Ollama is an easy-to-use solution for downloading and running popular large language models and can be downloaded from https://ollama.com.

Ollama Server

There are multiple ways to run Ollama using the ollama serve command, including through Docker, a systemd service, or other means. Please refer to the Ollama documentation to download, configure, and install Ollama.

Once Ollama is running as a server, it's typically accessible on port 11434 of your assigned host. If you're running Ollama on your current device, you can most likely use http://localhost:11434/ as a host in the ollama.hosts array in your config.jsonc file, though make sure you specify the correct host and port if that's not the case.

{
  "bots": [
    {
      // ...
      "ollama": {
        "hosts": ["http://localhost:11434/"]
      }
    }
  ]
}

Make sure to substitute your machine's hostname or IP address instead and that it's accessible from your Musebot instance(s).

Models

You can browse models for Ollama at https://ollama.com/search. If you're not certain which model is best for your use case, we recommend trying out mistral-nemo. It should perform well on most hardware and is flexible enough to answer most questions and adopt most personas. If mistral-nemo is still too slow, consider using the regular mistral model instead.
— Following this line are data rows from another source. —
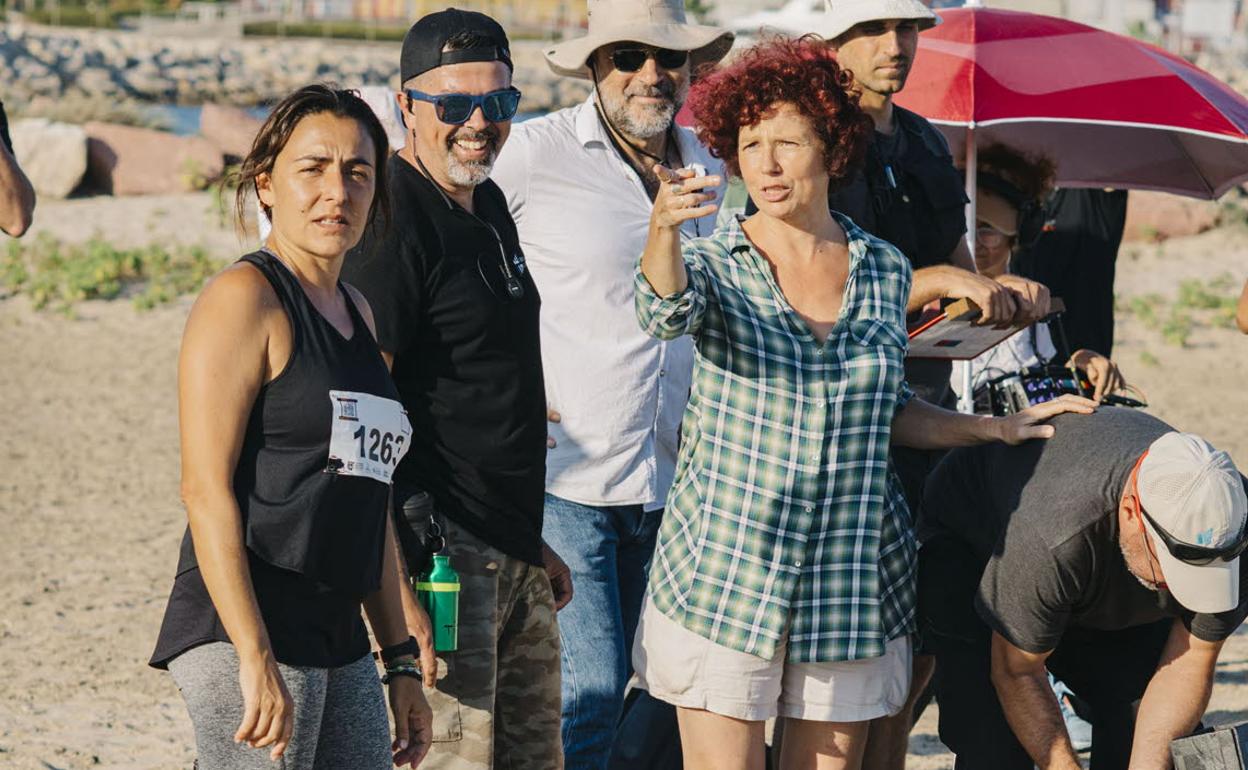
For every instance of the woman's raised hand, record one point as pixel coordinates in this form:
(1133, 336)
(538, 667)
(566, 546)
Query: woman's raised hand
(683, 196)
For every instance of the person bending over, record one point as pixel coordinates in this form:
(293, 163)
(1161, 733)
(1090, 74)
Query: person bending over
(781, 582)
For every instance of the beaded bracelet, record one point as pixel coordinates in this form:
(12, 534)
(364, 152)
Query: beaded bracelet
(414, 673)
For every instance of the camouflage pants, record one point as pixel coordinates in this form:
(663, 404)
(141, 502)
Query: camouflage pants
(497, 699)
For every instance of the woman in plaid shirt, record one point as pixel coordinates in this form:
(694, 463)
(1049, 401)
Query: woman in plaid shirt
(783, 580)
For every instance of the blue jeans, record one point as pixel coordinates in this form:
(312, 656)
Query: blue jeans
(608, 549)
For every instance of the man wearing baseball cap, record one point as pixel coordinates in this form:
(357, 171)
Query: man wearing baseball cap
(1110, 555)
(580, 184)
(457, 318)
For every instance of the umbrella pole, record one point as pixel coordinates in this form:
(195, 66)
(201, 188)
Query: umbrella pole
(966, 401)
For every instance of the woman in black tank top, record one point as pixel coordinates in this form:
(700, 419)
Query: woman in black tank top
(291, 428)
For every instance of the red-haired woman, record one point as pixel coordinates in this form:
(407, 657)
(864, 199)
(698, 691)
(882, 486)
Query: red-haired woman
(783, 582)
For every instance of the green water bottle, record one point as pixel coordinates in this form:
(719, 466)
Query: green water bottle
(438, 592)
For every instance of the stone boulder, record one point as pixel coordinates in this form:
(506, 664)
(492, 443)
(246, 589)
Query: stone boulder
(230, 129)
(51, 155)
(1157, 216)
(125, 160)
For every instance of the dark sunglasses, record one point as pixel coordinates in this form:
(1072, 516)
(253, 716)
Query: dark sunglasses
(456, 109)
(630, 60)
(992, 237)
(1196, 555)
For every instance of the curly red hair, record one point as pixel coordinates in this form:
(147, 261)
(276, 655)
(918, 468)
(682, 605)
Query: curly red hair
(803, 73)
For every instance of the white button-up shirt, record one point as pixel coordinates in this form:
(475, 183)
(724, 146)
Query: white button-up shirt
(583, 217)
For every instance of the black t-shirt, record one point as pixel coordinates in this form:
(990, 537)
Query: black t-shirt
(910, 194)
(1075, 257)
(4, 129)
(1043, 519)
(467, 357)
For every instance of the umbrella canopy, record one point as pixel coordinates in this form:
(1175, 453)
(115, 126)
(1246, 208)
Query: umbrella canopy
(1112, 111)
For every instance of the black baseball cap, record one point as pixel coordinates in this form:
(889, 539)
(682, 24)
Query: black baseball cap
(424, 43)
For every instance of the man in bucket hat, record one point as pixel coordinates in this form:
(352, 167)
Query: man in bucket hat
(457, 316)
(1110, 555)
(580, 185)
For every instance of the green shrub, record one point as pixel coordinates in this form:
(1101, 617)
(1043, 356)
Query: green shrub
(59, 275)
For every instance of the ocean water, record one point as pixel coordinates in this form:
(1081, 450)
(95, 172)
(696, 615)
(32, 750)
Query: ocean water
(184, 120)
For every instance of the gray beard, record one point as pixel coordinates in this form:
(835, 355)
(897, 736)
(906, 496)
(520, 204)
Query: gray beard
(653, 121)
(1126, 559)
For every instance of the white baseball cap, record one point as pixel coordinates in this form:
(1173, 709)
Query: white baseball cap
(1196, 494)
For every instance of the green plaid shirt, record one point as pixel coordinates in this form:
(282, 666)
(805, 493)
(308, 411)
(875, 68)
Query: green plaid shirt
(784, 519)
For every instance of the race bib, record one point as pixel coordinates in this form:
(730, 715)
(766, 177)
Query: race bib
(370, 436)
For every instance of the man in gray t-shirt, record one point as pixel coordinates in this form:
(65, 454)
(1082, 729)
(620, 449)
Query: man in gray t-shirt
(1107, 554)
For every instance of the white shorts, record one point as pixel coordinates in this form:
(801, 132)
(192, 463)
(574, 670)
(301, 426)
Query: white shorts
(684, 669)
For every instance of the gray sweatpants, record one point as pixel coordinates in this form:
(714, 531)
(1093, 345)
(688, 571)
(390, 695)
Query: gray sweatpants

You can, of course, use any large language model that you prefer.

Ollama provides a CLI for downloading these models:

ollama pull mistral-nemo

Once Ollama downloads your preferred model, you can specify it in your config.jsonc file by adding it to the ollama.models array.

Image Attachment Support

If you also integrate Musebot with a ComfyUI instance with mode set to "chat", Musebot will use the large language model response as a prompt for an image and attach it to its response asynchronously, providing a visual for the response.